Mike Schroepfer, Partner at Gigascale Capital and former Meta CTO, announced on Linkedin that Additional Ventures – a non-profit he co-founded – has launched the Carbon to Sea Initiative. The new non-profit research and development effort, which has raised over $50 million to date, aims to accelerate ocean alkalinity enhancement (OAE), which is among the most promising ocean carbon removal pathways.
Carbon to Sea’s $50+ million funding comes from various philanthropic organizations, including Additional Ventures, Catalyst for Impact, and the Chan Zuckerberg Initiative. The project has committed $23 million in grant funding to a network of dozens of researchers that focus on ocean alkalinity enhancement.
Carbon to Sea, which is the biggest program dedicated specifically to this ocean CO2 removal method, will assess a dozen potential OAE pathways and will address critical scientific and engineering queries, promote locally-led field research sites, facilitate the establishment of ethical regulatory frameworks, and attract additional scientists and funding to advance the field.
The ocean contains 50 times more CO2 than ambient air and permanently locks away more than one gigaton of atmospheric carbon yearly via natural rock weathering. OAE could significantly speed up this natural process while counteracting ocean acidification.
“If we’re going to avoid the worst impacts of climate change, we need to aggressively reduce emissions and remove carbon from the atmosphere,” said Schroepfer, who serves as Board Chair ат Carbon to Sea. “Scientists agree that OAE has enormous potential to permanently remove and store carbon and more funding for research is needed.” The initiative needs to address the need for research funding and provide insights into the safety and effectiveness of different OAE methods by addressing fundamental scientific inquiries, he also said.

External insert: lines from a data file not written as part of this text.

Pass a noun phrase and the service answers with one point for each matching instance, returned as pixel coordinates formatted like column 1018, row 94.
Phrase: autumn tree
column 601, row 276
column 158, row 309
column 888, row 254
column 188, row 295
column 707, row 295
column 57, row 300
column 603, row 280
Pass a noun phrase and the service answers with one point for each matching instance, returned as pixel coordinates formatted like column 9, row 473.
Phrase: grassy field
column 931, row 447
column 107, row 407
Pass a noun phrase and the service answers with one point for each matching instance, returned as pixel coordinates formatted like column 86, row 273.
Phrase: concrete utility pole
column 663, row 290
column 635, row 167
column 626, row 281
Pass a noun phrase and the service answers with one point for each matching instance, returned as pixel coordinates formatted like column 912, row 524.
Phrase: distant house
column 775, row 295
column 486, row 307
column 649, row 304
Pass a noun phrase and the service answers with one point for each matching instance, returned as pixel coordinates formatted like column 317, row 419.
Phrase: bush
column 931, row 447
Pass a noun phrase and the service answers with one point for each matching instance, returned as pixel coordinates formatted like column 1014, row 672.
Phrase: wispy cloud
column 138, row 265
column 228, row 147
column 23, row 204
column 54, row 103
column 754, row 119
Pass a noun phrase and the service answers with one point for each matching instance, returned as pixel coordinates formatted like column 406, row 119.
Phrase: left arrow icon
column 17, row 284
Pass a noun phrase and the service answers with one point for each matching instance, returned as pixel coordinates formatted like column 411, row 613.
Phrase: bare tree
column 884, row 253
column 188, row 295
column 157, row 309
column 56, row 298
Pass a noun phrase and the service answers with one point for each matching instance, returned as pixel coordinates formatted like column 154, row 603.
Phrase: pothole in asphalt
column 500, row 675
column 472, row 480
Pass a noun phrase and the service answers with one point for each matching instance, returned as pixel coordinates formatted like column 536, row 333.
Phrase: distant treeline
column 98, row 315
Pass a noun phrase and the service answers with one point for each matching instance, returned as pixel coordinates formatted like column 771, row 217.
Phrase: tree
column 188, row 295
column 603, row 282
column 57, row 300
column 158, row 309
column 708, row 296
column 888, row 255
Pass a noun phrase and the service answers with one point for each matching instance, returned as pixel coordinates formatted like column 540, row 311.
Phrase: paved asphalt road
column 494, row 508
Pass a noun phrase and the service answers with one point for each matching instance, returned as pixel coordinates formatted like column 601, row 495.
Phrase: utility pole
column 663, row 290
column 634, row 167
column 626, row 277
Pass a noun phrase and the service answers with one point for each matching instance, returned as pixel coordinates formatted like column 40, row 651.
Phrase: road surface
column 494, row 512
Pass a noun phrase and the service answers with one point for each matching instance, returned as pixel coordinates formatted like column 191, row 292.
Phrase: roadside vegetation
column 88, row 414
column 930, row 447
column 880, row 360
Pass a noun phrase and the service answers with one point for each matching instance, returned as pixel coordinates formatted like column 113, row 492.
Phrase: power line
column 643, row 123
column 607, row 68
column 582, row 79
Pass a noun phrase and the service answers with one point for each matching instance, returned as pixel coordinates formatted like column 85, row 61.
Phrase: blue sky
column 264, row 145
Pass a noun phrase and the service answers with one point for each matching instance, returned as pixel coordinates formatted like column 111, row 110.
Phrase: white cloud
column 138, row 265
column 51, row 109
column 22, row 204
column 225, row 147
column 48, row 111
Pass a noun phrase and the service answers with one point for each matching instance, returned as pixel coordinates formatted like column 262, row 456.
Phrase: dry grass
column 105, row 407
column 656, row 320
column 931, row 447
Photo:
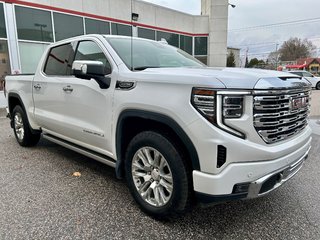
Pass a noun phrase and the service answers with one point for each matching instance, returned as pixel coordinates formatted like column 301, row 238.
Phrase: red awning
column 295, row 66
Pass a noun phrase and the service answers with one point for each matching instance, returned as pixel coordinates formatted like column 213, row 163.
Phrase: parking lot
column 40, row 199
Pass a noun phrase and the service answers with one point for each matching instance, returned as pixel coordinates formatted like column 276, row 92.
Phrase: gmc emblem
column 296, row 103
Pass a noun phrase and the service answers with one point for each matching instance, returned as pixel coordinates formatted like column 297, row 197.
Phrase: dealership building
column 27, row 27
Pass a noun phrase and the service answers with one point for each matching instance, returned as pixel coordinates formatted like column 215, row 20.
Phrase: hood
column 233, row 78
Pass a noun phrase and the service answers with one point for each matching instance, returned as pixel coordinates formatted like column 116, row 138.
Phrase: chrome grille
column 277, row 115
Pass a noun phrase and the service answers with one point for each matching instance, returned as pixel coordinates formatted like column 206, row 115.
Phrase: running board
column 89, row 153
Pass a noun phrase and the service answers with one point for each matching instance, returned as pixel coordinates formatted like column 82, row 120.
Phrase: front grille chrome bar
column 278, row 117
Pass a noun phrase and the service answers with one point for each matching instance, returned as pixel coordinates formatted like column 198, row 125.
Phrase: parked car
column 176, row 129
column 315, row 81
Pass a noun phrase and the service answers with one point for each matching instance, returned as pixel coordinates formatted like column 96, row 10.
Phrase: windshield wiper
column 144, row 67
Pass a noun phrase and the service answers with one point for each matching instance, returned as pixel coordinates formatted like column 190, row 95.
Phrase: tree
column 231, row 60
column 295, row 48
column 273, row 60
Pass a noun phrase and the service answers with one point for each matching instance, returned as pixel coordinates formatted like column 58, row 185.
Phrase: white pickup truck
column 177, row 130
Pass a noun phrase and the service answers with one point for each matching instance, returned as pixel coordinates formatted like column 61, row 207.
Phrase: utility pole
column 277, row 55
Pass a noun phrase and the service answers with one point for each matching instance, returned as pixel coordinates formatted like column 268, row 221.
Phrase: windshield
column 148, row 54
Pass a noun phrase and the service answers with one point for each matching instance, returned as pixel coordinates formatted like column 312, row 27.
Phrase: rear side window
column 59, row 61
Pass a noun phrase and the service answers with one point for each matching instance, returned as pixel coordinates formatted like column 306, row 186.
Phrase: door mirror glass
column 92, row 69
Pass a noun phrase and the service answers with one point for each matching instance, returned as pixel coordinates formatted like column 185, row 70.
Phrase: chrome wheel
column 152, row 176
column 18, row 126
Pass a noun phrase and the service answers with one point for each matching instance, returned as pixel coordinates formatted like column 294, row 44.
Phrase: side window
column 298, row 73
column 306, row 74
column 59, row 61
column 88, row 50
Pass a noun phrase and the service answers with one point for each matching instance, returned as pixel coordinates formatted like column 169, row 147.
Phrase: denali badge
column 296, row 103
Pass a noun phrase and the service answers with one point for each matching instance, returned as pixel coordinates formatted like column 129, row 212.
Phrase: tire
column 22, row 130
column 163, row 178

Carbon to Sea prioritizes transparency because there are still questions regarding the viability of ocean alkalinity enhancement at scale. The project will look at both the potential unintended consequences and potential benefits of OAE, and all findings will be made available.

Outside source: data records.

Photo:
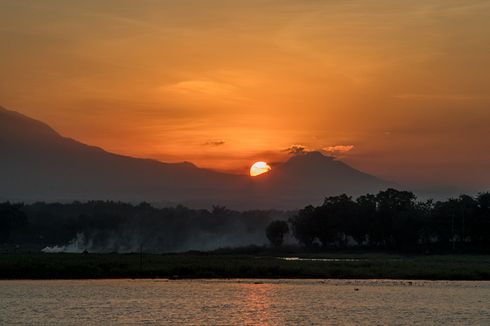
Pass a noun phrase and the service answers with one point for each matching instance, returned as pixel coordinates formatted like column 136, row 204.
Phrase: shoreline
column 39, row 266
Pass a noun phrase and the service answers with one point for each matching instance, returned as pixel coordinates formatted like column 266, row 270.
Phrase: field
column 213, row 265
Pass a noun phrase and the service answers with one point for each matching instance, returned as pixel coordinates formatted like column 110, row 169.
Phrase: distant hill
column 37, row 163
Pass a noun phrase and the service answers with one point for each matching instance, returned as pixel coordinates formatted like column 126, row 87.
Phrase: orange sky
column 400, row 89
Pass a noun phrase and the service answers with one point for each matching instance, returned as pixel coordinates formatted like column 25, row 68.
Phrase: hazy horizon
column 398, row 90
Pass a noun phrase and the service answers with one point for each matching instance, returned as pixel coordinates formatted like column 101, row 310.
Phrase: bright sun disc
column 259, row 168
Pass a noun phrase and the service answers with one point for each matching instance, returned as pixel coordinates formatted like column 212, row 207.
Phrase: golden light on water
column 259, row 168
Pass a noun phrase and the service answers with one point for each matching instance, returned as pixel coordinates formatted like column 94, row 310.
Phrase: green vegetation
column 214, row 265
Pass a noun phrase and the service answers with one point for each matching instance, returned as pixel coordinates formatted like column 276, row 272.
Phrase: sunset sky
column 399, row 89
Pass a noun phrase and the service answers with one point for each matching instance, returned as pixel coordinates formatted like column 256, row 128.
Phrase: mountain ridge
column 40, row 164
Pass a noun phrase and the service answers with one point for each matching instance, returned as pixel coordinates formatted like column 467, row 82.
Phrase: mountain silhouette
column 39, row 164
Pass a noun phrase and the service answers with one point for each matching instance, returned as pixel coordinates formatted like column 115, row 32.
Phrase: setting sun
column 259, row 168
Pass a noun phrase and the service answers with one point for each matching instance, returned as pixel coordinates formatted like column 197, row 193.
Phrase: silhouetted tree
column 275, row 232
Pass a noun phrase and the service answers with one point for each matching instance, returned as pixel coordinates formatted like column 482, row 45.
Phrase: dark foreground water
column 244, row 302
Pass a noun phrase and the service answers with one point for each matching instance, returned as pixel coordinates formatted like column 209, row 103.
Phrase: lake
column 244, row 302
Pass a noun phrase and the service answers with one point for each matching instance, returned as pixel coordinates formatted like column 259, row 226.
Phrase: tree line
column 107, row 226
column 390, row 220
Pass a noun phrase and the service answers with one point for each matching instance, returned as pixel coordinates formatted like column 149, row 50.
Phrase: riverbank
column 206, row 265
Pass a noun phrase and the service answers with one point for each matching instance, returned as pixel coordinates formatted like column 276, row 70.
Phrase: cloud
column 296, row 150
column 214, row 143
column 338, row 149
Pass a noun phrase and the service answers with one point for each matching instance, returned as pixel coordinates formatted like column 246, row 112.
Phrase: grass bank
column 195, row 265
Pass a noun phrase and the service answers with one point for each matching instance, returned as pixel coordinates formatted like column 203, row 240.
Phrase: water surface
column 244, row 302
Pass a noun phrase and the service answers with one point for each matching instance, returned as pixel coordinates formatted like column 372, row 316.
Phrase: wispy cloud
column 296, row 150
column 338, row 149
column 214, row 143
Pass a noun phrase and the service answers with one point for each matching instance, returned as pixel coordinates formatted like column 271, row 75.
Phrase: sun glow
column 259, row 168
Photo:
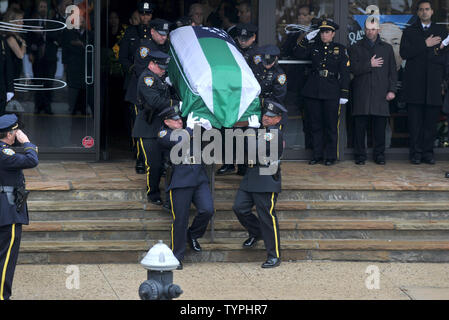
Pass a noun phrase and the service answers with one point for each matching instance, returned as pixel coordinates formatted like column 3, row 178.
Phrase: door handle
column 89, row 50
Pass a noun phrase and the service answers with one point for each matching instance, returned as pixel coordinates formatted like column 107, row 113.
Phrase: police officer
column 153, row 96
column 187, row 183
column 246, row 41
column 327, row 88
column 261, row 189
column 128, row 48
column 13, row 208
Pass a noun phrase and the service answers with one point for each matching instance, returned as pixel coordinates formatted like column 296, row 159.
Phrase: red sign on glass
column 88, row 142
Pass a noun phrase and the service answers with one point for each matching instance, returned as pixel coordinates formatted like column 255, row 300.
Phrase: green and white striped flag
column 212, row 77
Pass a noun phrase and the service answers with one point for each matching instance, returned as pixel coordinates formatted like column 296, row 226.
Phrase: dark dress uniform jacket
column 371, row 85
column 131, row 92
column 154, row 94
column 253, row 181
column 424, row 69
column 184, row 175
column 11, row 175
column 128, row 47
column 332, row 57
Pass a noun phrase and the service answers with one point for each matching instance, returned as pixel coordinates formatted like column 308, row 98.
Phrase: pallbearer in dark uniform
column 262, row 190
column 153, row 96
column 13, row 207
column 132, row 40
column 6, row 75
column 187, row 183
column 421, row 46
column 327, row 88
column 246, row 41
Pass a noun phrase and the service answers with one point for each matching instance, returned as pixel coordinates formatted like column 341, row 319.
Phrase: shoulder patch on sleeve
column 8, row 152
column 149, row 81
column 257, row 59
column 282, row 79
column 163, row 133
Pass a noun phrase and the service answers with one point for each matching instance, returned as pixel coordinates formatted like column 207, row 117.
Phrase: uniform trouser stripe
column 5, row 267
column 173, row 224
column 274, row 226
column 134, row 142
column 338, row 132
column 146, row 166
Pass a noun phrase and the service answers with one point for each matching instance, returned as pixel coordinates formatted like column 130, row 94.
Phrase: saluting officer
column 246, row 41
column 187, row 183
column 327, row 88
column 262, row 190
column 13, row 207
column 153, row 96
column 129, row 45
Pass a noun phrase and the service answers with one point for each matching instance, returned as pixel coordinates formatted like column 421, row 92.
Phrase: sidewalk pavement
column 305, row 280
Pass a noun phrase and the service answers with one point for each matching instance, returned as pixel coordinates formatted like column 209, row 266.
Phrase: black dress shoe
column 315, row 161
column 157, row 202
column 167, row 206
column 250, row 242
column 429, row 161
column 271, row 263
column 140, row 168
column 226, row 170
column 194, row 244
column 241, row 170
column 380, row 161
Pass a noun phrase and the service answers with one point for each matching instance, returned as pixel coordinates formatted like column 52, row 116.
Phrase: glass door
column 54, row 79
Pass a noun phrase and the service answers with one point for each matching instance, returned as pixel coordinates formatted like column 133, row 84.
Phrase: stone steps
column 230, row 250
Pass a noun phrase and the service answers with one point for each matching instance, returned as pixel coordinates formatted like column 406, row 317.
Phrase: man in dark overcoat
column 374, row 68
column 422, row 47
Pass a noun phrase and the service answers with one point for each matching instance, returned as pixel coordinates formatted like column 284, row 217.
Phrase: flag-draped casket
column 212, row 77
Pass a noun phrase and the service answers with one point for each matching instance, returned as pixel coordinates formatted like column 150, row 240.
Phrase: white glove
column 343, row 101
column 168, row 81
column 9, row 96
column 446, row 41
column 205, row 124
column 191, row 121
column 253, row 122
column 312, row 34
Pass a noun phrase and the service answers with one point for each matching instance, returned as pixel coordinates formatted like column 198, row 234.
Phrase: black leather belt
column 6, row 189
column 325, row 73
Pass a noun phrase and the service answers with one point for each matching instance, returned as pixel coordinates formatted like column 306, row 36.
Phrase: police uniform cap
column 8, row 122
column 245, row 30
column 145, row 7
column 272, row 108
column 269, row 53
column 161, row 58
column 170, row 113
column 327, row 25
column 161, row 26
column 183, row 21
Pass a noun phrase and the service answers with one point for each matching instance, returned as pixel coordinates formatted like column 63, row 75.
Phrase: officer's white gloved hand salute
column 192, row 121
column 312, row 34
column 253, row 122
column 343, row 101
column 446, row 41
column 9, row 96
column 205, row 124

A diverse group of researchers with expertise in fields spanning marine biogeochemistry, engineering, and others, have been awarded grants to examine the potential of OAE in providing large-scale, secure, and economical carbon dioxide removal (CDR) solutions. They will primarily focus on determining the most suitable methods for achieving these goals while ensuring environmental safety and preservation of the natural environment.